Yes. If we don't do this same activity in the USA we will find ourselves unable 
to speak one day. The Internet isn't free anymore. It's corporate controlled. 
If your asleep wake up. :-)



On Jun 12, 2011, at 7:25 PM, David Barrett <dbarr...@quinthar.com> wrote:

> Thanks Julian, care to comment on the technology elements or any of the 
> factual items in the article?
> 
> -david
> 
> On 06/12/2011 04:11 PM, Julian Cain wrote:
>> The Obama administration helping dissidents? That's a lie. He's doing the 
>> opposite. Sheeple
>> 
>> 
>> 
>> On Jun 12, 2011, at 5:47 PM, David Barrett<dbarr...@quinthar.com>  wrote:
>> 
>>> Anybody know anything about this?  Sounds cool!
>>> 
>>> -david
>>> 
>>> http://www.nytimes.com/2011/06/12/world/12internet.html?_r=1
>>> 
>>> The Obama administration is leading a global effort to deploy “shadow”
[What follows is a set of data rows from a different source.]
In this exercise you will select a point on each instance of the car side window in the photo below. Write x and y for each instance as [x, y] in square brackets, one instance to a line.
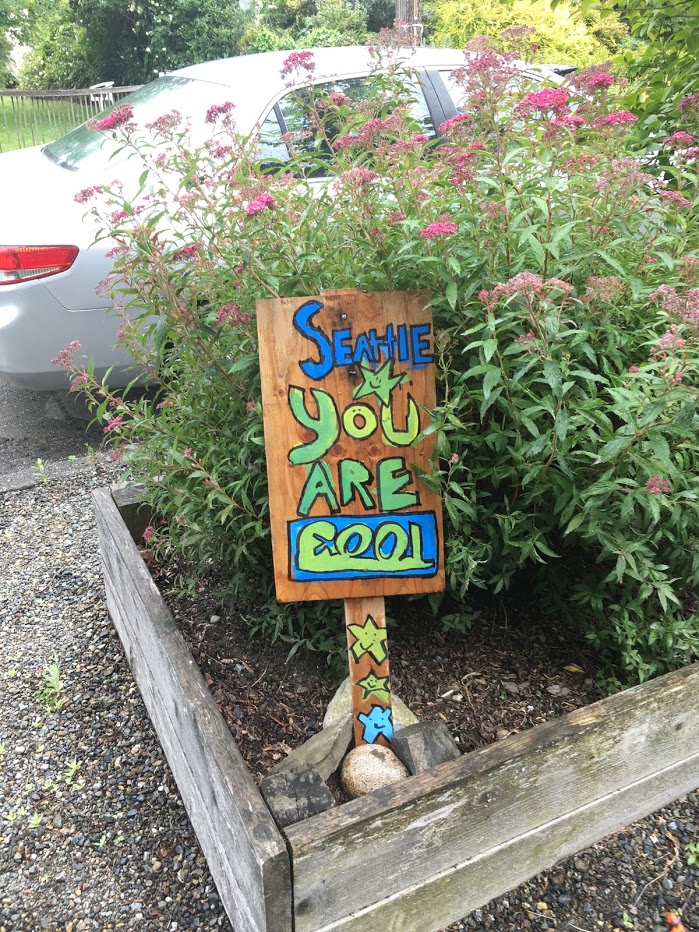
[456, 91]
[296, 113]
[269, 139]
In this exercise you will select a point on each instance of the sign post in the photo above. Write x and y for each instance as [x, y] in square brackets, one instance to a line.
[347, 390]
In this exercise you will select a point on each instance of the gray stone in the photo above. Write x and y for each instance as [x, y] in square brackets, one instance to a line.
[324, 750]
[369, 767]
[295, 794]
[424, 745]
[340, 708]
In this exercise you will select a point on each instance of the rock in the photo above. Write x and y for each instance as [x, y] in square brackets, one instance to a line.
[424, 745]
[324, 750]
[295, 794]
[340, 708]
[369, 767]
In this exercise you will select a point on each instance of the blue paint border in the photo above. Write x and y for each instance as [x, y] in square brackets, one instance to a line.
[427, 521]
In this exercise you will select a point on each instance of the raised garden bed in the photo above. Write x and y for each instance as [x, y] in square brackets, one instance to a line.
[424, 852]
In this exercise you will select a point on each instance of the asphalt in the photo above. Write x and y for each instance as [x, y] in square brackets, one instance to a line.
[43, 435]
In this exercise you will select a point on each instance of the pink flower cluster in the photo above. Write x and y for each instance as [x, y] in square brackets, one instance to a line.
[82, 197]
[113, 424]
[599, 81]
[675, 198]
[571, 120]
[298, 61]
[334, 98]
[165, 123]
[679, 140]
[438, 229]
[118, 117]
[454, 121]
[217, 110]
[658, 486]
[526, 284]
[66, 357]
[260, 203]
[79, 380]
[685, 308]
[690, 102]
[554, 99]
[668, 343]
>>> Internet and mobile phone systems that dissidents can use to undermine
>>> repressive governments that seek to silence them by censoring or
>>> shutting down telecommunications networks.
>>> Multimedia
>>> 
>>> Slide Show
>>> Technology for ‘Shadow’ Internet Networks
>>> 
>>> Graphic
>>> Creating a Stealth Internet
>>> The effort includes secretive projects to create independent cellphone
>>> networks inside foreign countries, as well as one operation out of a spy
>>> novel in a fifth-floor shop on L Street in Washington, where a group of
>>> young entrepreneurs who look as if they could be in a garage band are
>>> fitting deceptively innocent-looking hardware into a prototype “Internet
>>> in a suitcase.”
>>> 
>>> Financed with a $2 million State Department grant, the suitcase could be
>>> secreted across a border and quickly set up to allow wireless
>>> communication over a wide area with a link to the global Internet.
>>> 
>>> The American effort, revealed in dozens of interviews, planning
>>> documents and classified diplomatic cables obtained by The New York
>>> Times, ranges in scale, cost and sophistication.
>>> 
>>> Some projects involve technology that the United States is developing;
>>> others pull together tools that have already been created by hackers in
>>> a so-called liberation-technology movement sweeping the globe.
>>> 
>>> The State Department, for example, is financing the creation of stealth
>>> wireless networks that would enable activists to communicate outside the
>>> reach of governments in countries like Iran, Syria and Libya, according
>>> to participants in the projects.
>>> 
>>> In one of the most ambitious efforts, United States officials say, the
>>> State Department and Pentagon have spent at least $50 million to create
>>> an independent cellphone network in Afghanistan using towers on
>>> protected military bases inside the country. It is intended to offset
>>> the Taliban’s ability to shut down the official Afghan services,
>>> seemingly at will.
>>> 
>>> The effort has picked up momentum since the government of President
>>> Hosni Mubarak shut down the Egyptian Internet in the last days of his
>>> rule. In recent days, the Syrian government also temporarily disabled
>>> much of that country’s Internet, which had helped protesters mobilize.
>>> 
>>> The Obama administration’s initiative is in one sense a new front in a
>>> longstanding diplomatic push to defend free speech and nurture
>>> democracy. For decades, the United States has sent radio broadcasts into
>>> autocratic countries through Voice of America and other means. More
>>> recently, Washington has supported the development of software that
>>> preserves the anonymity of users in places like China, and training for
>>> citizens who want to pass information along the government-owned
>>> Internet without getting caught.
>>> 
>>> But the latest initiative depends on creating entirely separate pathways
>>> for communication. It has brought together an improbable alliance of
>>> diplomats and military engineers, young programmers and dissidents from
>>> at least a dozen countries, many of whom variously describe the new
>>> approach as more audacious and clever and, yes, cooler.
>>> 
>>> Sometimes the State Department is simply taking advantage of
>>> enterprising dissidents who have found ways to get around government
>>> censorship. American diplomats are meeting with operatives who have been
>>> burying Chinese cellphones in the hills near the border with North
>>> Korea, where they can be dug up and used to make furtive calls,
>>> according to interviews and the diplomatic cables.
>>> 
>>> The new initiatives have found a champion in Secretary of State Hillary
>>> Rodham Clinton, whose department is spearheading the American effort.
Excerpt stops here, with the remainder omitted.